Sunday, June 21, 2009

Reading

A few months ago I told John that I wanted to go to the library and get some books. With him out of work our 'fun' money has been zero and my boredom has been a million. I have never read Danielle Steel books before and the library has a very large section of her novels. So in my spare time I have had my nose in a book and I have loved it; John gets his ESPN and I get my book.

However these last few weeks I have felt like there is something missing from my life I started to feel unhappy and cranky. Wishing that there was more to 'me' then mother and wife I have never felt this way before I LOVE being both a mother and a wife it's the only thing I have wanted to do. A few days ago it hit me why all a sudden I want more. In my silly books the women are doctors, lawyers, photo journalist they all have amazing careers and travel to France and the East Hampton for summer break; not to mention they are the best mothers ever.

I was laying in bed holding John's hand watching a movie with our three girls surrounding me and it hit me that this is were I want to be; not in the Hampton's or on a beach in France but here in my home on our bed with three of the most amazing little girls and a man that loves me.

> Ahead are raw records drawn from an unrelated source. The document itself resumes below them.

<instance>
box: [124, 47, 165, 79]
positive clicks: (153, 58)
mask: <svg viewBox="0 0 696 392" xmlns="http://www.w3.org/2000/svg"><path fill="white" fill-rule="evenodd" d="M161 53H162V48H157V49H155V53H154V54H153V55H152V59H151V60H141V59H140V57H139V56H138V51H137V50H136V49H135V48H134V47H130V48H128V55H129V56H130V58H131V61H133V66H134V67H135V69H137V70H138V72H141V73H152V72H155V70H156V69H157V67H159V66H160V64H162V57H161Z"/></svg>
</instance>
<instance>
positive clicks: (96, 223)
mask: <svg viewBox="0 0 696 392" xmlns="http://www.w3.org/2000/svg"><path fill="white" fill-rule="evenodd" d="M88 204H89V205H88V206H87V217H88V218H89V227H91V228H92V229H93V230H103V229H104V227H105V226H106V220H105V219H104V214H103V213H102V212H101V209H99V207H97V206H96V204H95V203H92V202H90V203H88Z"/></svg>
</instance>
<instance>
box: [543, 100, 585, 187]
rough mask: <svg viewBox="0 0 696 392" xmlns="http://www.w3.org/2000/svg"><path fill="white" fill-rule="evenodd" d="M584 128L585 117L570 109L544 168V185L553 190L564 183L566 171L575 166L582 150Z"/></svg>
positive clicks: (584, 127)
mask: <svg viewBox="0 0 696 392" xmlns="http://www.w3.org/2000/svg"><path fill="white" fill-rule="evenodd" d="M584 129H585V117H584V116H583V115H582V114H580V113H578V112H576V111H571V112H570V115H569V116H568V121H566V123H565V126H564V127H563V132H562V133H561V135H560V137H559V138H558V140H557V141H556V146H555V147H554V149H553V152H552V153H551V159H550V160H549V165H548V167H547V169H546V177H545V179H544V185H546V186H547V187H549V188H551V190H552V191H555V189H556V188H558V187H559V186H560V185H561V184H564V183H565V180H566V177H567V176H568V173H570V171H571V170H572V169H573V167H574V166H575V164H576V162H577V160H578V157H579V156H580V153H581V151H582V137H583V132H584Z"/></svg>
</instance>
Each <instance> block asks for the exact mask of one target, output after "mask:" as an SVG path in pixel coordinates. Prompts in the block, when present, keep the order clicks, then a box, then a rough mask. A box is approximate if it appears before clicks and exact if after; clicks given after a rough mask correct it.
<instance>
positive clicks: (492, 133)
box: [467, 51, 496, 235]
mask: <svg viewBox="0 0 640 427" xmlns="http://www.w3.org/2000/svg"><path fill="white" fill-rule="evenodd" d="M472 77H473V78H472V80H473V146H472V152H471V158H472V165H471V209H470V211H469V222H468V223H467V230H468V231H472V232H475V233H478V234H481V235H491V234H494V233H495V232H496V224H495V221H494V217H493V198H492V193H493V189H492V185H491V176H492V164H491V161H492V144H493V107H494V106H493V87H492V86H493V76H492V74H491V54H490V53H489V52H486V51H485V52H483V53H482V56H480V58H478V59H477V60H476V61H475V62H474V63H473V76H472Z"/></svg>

I don't know why her stupid stories got to me but I do know that I love being a Mom and a wife that John works so hard for us at a job he hates.

1 comment:

Sharron said...

Good girl, you got your ducks in a row! If you want some good reading, go check out the books in "Christian" section and try the novels based on the Amish life. They're clean, sweet, wholesome, romance, mystery and helps you appreciate the little luxuries we enjoy like indoor toilets, hot water tanks, phones . . . I love them. Let me know if you want some suggestions of the best authors!